The results found that the combined effects between P16 methylation and alcohol drinking and smoking on EC risk existed (ORc = 2.43, 95% CI: 1.41–4.38, P = 0.002; ORc = 2.75, 95% CI: 1.73–5.10, P = 0.001 respectively), whereas no interaction between P16 methylation and environmental factors on the EC risk was showed, as seen in Table S5. As for the TP53 gene, its methylation and some environmental factors have combined effects on the risk of EC (P < 0.05) (Table S6). Additionally, the results in Table S7 illustrate that P16 methylation did interact with TP53 methylation on EC risk.

Characteristics of EC patients

Of the 105 subjects who were recruited as EC cases in this study, all EC patients were included in this 10-year follow-up study. The association between demographic clinicopathological and EC prognosis was analysed, as presented in Table S8. Although the correlation between each demographic characteristic and prognosis of EC patients was not statistically significant, age, gender, BMI, family history of cancer, marital status and betel chewing were still used as the adjustment factors in analysing the relationship between clinical characteristics and EC prognosis, and these factors were common confounder factors in this study.

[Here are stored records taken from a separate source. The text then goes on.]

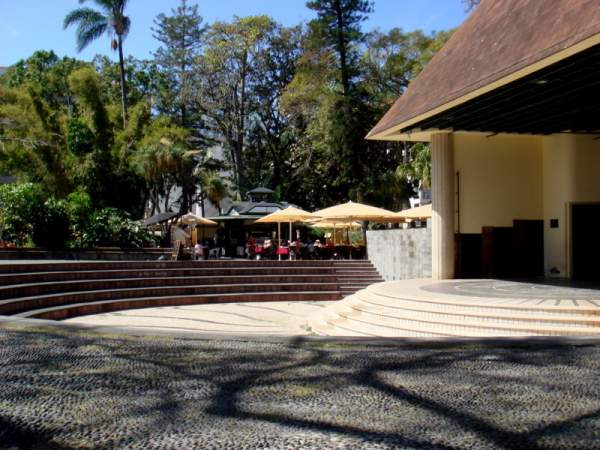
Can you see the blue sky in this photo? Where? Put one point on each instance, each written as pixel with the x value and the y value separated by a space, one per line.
pixel 29 25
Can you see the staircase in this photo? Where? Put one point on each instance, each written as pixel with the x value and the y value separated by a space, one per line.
pixel 59 291
pixel 355 275
pixel 398 309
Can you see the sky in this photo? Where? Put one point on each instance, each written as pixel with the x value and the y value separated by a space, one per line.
pixel 30 25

Multivariate analysis based on Cox proportional hazard regression revealed that TNM stage, histology grading (poor differentiation) and lymph node metastasis were statistically significantly associated with EC prognosis (P < 0.05) (Table 3). The results from backward condition selected suggested that EC patients with TNM stage III had marginally poorer prognoses (HR = 1.25, 95% CI: 1.44- 3.42, P = 0.046) and EC patients with stage IV had seriously poorer prognoses (HR = 2.68, 95% CI: 1.04–6.93, P = 0.041). In addition, metastasis was also associated with poorer prognosis of EC patients (HR = 1.52, 95% CI: 1.21–2.48, P = 0.013) (Table S9).

Table 3

Association between clinicopathological factors and EC prognosis.

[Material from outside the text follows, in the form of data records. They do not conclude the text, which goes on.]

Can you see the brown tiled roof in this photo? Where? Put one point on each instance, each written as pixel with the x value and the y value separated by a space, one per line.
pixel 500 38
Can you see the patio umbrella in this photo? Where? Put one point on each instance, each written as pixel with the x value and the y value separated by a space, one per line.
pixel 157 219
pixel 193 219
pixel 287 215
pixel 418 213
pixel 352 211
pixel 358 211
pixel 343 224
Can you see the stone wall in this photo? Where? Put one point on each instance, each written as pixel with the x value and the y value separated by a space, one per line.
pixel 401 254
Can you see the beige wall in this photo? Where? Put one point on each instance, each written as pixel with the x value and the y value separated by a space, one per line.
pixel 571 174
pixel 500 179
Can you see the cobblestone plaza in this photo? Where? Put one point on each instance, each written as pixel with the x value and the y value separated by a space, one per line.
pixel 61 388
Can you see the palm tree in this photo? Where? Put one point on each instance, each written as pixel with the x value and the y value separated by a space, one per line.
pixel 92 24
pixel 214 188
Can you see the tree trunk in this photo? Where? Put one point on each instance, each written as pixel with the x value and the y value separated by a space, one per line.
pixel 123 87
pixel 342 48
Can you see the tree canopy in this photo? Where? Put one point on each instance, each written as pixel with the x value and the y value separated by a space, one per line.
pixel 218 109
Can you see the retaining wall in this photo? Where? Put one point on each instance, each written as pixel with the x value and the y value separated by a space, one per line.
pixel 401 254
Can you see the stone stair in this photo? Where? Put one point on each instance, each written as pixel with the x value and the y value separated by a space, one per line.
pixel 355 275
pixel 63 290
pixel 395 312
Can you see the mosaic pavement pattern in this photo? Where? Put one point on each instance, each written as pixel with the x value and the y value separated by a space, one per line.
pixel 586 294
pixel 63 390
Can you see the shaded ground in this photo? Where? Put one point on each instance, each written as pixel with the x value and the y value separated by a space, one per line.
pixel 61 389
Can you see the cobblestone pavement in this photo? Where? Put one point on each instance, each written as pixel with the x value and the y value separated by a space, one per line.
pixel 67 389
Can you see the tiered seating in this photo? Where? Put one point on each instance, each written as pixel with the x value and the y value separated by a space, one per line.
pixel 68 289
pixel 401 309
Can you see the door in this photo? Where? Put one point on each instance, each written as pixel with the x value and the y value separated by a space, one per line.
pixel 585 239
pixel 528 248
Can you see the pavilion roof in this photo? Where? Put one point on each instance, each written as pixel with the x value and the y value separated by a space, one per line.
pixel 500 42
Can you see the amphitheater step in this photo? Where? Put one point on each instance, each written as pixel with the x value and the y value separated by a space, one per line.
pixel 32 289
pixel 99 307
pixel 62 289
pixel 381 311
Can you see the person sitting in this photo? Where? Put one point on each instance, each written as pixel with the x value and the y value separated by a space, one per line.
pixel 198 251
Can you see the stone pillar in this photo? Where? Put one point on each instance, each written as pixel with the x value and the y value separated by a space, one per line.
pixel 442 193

Variable	Cases (% )	Median survival (Months)(95% CI)	Crude HR(95% CI)	p-value	Adjust HR (95% CI)	p-value
Region of cancer (Typical oesophagostomy)
Upper site	5 (4.7%)	12.8 (9.23–16.36)	1.00		1.00
Middle site	73(69.5%)	8.7 (7.13–10.26)	0.54 (0.18–1.59)	0.308	0.27 (0.08–1.18)	0.291
Lower site	27(25.7%)	5.4 (0.40–10.39)	0.58 (0.21–1.62)	0.271	0.31 (0.11–1.78)	0.286
Histology type
Adenocarcinoma	28 (26.7%)	7.3 (3.91–10.69)	1.00	0.785	1.00	0.696
Squamous cell carcinoma	77 (73.3%)	8.8 (5.99–11.61)	1.06 (0.66–1.71)		1.10 (0.67–1.81)
Histology grading (Goseki classification)
Group I,II (well or moderate differentiation)	33 (31.4%)	12.8 (5.96–19.63)	1.00	0.637	1.00	0.048
Group III,IV (poor differentiation)	72 (68.6%)	8.7 (6.13–11.26)	1.15 (0.69–1.92)		1.22 (1.09–2.82)
Stage of disease (TNM classification)
Stage I (IA,IB)	10 (9.5%)	39.9 (3.32–74.88)	1.00		1.00
Stage II	17 (16.2%)	20.7 (7.57–33.83)	1.31 (0.49–3.44)	0.589	0.74 (0.24–3.01)	0.604
Stage III (IIIA , IIIB)	21 (22.9%)	8.6 (7.26–9.93)	1.48 (1.57–5.43)	0.038	1.25 (1.44–3.42)	0.046
Stage IV	57 (51.4%)	6.1 (4.42–7.78)	2.71 (1.16–6.36)	0.022	2.68 (1.04–6.93)	0.041
Metastasis
No	35 (33.3%)	12.0 (7.22–16.77)	1.00	0.009	1.00	0.013
Yes	70 (66.7%)	7.1 (3.50–10.69)	1.81 (1.17–2.88)		1.52 (1.21–2.48)
Complication
No	71 (67.6%)	8.9 (4.81–12.31)	1.00	0.804	1.00	0.875
Yes	34 (32.4%)	8.1 (7.22–16.77)	0.94 (0.61–1.47)		0.96 (0.59–1.56)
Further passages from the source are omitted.